Turek. Maciej J. przesłuchany. Podejrzany nie przyznaje się do winy
Podejrzany Maciej J. usłyszał zarzut zabójstwa swojego brata. Jeszcze dziś do sądu ma trafić wniosek Prokuratury Rejonowej w Turku o areszt dla 19-latka. Domniemany sprawca nie przyznaje się do zarzuconego mu czynu.
Do zdarzenia doszło 31 grudnia na osiedlu Wyzwolenia w Turku. Jak informowała rzecznik Prokuratury Okręgowej w Koninie Aleksandra Marańda na miejsce został wezwany patrol policji.
– W czasie czynności doszło do odnalezienia i zabezpieczenia noża kuchennego z rękojeścią, na którym znajdowały się ślady brunatno-krwawe przypominające ślady świeżej krwi.
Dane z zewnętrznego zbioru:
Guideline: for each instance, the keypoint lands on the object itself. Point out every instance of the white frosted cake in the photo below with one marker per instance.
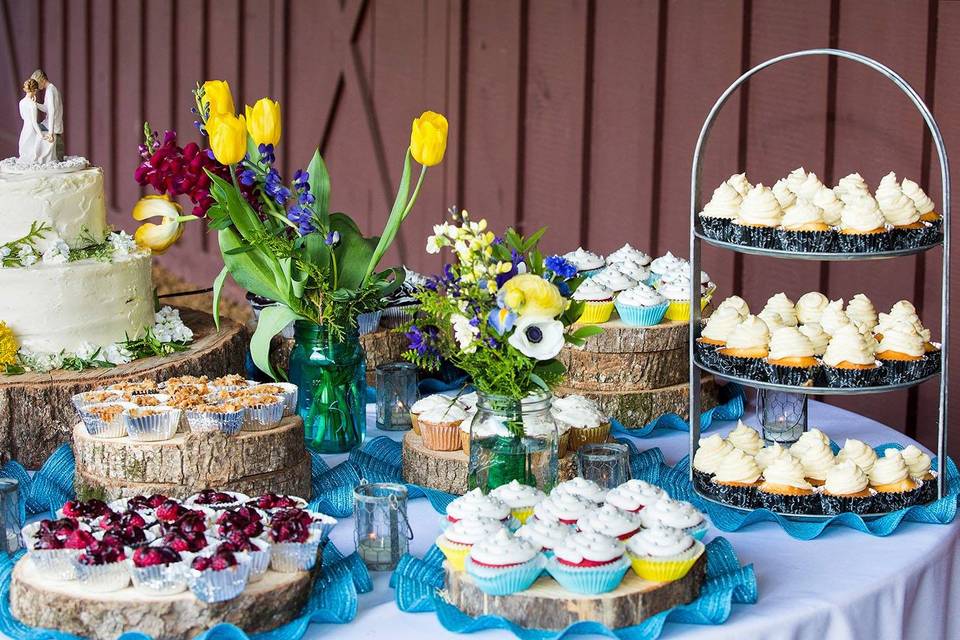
(67, 283)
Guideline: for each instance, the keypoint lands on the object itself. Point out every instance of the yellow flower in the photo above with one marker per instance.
(228, 138)
(531, 295)
(263, 121)
(157, 237)
(428, 138)
(8, 345)
(217, 96)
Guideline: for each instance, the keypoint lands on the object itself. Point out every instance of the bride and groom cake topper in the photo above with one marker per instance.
(41, 142)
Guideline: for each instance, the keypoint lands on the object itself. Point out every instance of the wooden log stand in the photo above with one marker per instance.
(37, 416)
(252, 462)
(271, 602)
(547, 605)
(447, 470)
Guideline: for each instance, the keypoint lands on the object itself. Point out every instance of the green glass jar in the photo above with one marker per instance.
(330, 374)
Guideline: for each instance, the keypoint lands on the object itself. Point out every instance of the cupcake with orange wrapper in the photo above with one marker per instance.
(597, 302)
(849, 360)
(791, 359)
(663, 554)
(890, 478)
(457, 540)
(746, 349)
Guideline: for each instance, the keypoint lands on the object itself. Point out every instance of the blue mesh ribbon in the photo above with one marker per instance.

Biorący udział w czynnościach biegły ujawnił na ciele co najmniej kilka ran kłutych zadanych narzędziem ostrym, ostrokanciastym i ostrokrawędzistym – informowała prokurator.
Czytaj również artykuł: Tragedia na Wyzwolenia. Maciej J. zagrożony karą dożywocia [wideo]
Podejrzany Maciej J. został zatrzymany i przesłuchany. 19-latek nie przyznaje się do winy. Prokuratura postawiła mu zarzut z art. 148 Karnego, czyli zarzut zabójstwa i postanowiła złożyć wniosek o jego tymczasowy areszt, wnioskując o 3 miesiące aresztu. Na złożenie wniosku prokuratura ma czas do godz. 13.00. Następnie odbędzie się posiedzenie, na którym sąd zdecyduje o dalszym losie podejrzanego.
Maciej J. ma być taktowany jako osoba młodociana, czyli grozi mu maksymalnie 25 lat, a nie dożywocie. Zgodnie z definicją zawartą w Kodeksie karnym, młodociany to sprawca, który w chwili popełnienia czynu zabronionego nie ukończył 21 lat i w czasie orzekania w pierwszej instancji 24 lat.